You might be surprised to find that this small state, which ranks 5th from the bottom of the list of states in terms of area, actually has quite a few parks and natural areas scattered across its 9,600 sq. miles. 12 state parks, 7 state forests, 1 national forest, 1 national wildlife refuge, and 1 national recreation area offers plenty of nature to keep you busy!
If you’re a nature-lover, you will feel right at home here. Vermont hiking trails offer something for hikers of all skill levels; you’ll come across breath-taking cascades, mountain summits with great views from fire towers, and plenty of ponds and lakes to cool off in on a hot, summer day.
The poet Robert Frost loved this area of the country so much (and who can blame him?) that he spent the latter part of his life in the Vermont wilderness. If you’re a fan of his poetry or history in general, you can take a short 1-mile trail around his former cabin, which highlights his poetry along the way.
Summer and fall are without a doubt the best seasons to hike in Vermont. New England autumns are quite possibly the most spectacular in all the U.S., making a fall Vermont hike any leaf peeper’s dream come true. Summers, although they can get a bit on the warm side, sure beat the notorious “mud season” of late winter/early spring.

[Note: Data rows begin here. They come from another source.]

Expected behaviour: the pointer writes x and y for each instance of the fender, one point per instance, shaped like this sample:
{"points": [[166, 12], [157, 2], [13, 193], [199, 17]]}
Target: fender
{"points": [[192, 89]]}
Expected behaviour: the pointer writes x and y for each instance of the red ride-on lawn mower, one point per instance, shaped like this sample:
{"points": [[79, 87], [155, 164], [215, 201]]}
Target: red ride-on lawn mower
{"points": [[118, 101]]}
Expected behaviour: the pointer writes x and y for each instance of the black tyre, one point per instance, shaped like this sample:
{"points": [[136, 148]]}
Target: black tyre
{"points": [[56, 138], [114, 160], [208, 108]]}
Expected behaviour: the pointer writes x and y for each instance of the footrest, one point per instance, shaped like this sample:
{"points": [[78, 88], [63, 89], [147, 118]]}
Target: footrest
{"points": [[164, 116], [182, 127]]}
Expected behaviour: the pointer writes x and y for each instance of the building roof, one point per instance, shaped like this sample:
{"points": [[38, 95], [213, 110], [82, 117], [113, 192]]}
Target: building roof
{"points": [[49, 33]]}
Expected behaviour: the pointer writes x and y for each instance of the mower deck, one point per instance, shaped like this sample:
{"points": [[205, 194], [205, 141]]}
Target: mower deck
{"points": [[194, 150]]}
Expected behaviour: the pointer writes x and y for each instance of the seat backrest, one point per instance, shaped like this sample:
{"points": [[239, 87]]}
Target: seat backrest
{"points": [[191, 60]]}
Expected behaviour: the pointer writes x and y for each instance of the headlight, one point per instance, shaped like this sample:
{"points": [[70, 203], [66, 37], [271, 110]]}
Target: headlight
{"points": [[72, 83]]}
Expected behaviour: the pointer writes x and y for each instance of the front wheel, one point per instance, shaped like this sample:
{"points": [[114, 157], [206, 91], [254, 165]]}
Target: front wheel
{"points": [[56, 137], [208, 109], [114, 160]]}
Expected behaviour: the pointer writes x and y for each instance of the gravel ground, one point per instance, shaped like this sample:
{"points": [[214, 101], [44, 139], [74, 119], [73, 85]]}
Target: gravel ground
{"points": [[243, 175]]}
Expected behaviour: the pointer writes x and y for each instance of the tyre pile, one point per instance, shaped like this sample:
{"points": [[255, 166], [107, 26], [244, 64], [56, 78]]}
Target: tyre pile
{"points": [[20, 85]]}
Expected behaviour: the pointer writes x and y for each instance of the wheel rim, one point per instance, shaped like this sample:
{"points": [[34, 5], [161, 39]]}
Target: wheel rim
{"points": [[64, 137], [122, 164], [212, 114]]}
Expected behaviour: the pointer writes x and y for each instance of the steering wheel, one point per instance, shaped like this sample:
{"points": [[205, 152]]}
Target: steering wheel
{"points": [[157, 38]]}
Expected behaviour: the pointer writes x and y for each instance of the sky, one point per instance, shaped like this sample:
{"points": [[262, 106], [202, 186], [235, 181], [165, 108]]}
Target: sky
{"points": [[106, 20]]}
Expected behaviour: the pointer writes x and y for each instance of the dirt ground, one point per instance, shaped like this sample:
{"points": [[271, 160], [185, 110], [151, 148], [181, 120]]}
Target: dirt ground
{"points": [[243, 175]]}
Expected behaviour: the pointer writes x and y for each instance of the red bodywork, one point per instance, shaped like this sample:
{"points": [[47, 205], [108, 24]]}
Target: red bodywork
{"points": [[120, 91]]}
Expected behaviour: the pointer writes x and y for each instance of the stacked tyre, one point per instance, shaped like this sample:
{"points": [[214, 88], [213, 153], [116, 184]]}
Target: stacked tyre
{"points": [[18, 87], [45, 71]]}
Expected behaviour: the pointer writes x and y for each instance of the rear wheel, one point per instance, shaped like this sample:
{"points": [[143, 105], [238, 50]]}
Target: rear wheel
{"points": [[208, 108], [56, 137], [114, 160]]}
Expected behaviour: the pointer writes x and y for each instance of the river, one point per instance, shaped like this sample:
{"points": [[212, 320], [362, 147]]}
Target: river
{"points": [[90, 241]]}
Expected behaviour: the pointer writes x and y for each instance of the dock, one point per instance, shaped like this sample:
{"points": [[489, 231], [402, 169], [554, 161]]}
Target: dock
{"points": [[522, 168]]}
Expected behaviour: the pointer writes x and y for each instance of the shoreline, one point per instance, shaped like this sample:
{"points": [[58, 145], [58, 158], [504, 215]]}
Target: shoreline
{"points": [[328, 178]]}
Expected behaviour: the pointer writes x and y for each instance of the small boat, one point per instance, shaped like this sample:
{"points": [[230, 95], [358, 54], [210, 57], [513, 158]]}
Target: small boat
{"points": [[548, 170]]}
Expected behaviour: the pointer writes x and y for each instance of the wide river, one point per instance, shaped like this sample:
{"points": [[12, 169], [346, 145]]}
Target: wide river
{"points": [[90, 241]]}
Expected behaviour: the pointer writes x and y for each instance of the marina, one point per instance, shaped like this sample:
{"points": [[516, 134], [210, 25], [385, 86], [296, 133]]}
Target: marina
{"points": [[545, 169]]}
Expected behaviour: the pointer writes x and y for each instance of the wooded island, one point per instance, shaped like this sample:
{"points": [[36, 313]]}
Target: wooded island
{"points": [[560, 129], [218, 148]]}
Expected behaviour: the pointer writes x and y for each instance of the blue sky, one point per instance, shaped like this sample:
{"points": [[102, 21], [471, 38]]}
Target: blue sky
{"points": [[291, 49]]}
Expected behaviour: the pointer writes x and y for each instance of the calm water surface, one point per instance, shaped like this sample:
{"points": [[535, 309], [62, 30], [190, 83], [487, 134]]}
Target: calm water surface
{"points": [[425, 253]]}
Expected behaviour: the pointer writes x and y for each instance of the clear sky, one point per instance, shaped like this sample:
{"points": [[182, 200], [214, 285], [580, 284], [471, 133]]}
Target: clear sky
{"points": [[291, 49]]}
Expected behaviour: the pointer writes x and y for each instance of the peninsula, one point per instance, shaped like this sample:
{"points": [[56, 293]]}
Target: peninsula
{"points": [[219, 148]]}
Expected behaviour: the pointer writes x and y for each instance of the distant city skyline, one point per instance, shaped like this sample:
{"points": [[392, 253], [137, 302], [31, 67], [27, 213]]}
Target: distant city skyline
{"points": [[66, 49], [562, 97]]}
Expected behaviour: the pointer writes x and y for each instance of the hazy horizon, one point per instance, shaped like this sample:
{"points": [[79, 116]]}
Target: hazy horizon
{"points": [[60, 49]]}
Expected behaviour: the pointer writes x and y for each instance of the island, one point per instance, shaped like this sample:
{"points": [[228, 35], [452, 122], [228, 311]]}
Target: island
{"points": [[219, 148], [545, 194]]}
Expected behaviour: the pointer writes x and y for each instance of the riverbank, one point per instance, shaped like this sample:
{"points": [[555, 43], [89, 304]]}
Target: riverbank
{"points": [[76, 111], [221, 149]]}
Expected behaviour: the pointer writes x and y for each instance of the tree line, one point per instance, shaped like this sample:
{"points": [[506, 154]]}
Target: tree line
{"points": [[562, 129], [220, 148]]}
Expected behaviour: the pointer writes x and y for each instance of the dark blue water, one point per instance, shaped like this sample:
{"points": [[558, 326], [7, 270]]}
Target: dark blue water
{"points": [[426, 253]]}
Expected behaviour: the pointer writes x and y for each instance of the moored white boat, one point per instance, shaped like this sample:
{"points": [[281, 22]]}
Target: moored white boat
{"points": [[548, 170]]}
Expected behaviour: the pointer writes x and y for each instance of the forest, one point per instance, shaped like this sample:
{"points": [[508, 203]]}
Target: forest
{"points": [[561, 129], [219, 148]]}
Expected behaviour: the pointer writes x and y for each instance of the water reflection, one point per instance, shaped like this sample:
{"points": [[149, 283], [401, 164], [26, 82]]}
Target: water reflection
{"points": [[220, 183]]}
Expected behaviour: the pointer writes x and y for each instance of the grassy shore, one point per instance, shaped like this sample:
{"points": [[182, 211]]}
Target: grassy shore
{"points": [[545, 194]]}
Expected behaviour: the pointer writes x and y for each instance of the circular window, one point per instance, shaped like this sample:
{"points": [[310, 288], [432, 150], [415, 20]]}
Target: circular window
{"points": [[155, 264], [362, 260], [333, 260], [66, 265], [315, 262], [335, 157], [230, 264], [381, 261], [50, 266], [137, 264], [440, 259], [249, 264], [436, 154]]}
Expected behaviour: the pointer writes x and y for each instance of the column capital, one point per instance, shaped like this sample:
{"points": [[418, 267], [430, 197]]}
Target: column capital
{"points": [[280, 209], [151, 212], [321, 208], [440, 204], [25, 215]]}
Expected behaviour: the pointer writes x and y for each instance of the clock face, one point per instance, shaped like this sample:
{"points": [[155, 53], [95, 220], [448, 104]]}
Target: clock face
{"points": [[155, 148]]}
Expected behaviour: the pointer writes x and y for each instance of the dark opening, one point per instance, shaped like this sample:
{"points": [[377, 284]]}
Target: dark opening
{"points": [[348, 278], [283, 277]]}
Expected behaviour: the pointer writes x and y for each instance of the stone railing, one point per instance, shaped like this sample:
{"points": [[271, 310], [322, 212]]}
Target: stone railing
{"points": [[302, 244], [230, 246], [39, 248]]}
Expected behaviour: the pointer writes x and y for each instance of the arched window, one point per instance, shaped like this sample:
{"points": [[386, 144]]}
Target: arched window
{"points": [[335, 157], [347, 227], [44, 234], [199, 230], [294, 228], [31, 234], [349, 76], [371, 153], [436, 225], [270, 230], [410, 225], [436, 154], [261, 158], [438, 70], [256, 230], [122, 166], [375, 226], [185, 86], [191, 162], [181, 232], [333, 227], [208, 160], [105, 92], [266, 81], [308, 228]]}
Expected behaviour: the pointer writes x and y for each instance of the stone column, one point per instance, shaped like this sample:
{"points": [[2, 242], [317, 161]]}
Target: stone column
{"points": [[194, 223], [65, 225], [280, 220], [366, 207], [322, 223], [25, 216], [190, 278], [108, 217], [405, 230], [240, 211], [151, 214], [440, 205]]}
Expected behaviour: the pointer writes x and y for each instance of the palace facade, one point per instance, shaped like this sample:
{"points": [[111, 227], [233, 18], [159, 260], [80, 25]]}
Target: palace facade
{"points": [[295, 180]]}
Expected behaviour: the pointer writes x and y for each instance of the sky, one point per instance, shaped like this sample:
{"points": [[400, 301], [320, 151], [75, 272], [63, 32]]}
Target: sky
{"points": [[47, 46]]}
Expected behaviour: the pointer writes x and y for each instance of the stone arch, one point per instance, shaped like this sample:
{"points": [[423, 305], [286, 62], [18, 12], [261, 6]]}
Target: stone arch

Whether you’re looking for easy hikes in Vermont, an adventurous overnight trip, or something in-between, we’ve got you covered with this list of 13 of the best hikes in VT.
Best Waterfall Hikes
With over 100 waterfalls and cascades dispersed about the state, you will find no shortage of Vermont hikes with waterfalls. The best part is that many of them are short, easy-to-get-to hikes. With so many falls scattered across the state, we decided to include one from each area! Regardless of which ones you visit, they are all sure to be breath-taking in their own way.
There are plenty of places to go hiking near Stowe, VT and Bingham Falls is a great place to start. This easy, half-mile out-and-back trail has convenient access right off of 108/Mountain Road near the popular Smugglers Notch State Park (SP). Due to the popularity of the area and easy access to the trail, you may come across many other fall enthusiasts on hot summer days. Don’t let that deter you, though, to see one of the most-loved falls in the state! Enjoy a dip in the cold water at the bottom of the 40-foot falls and the deep gorge views along the way.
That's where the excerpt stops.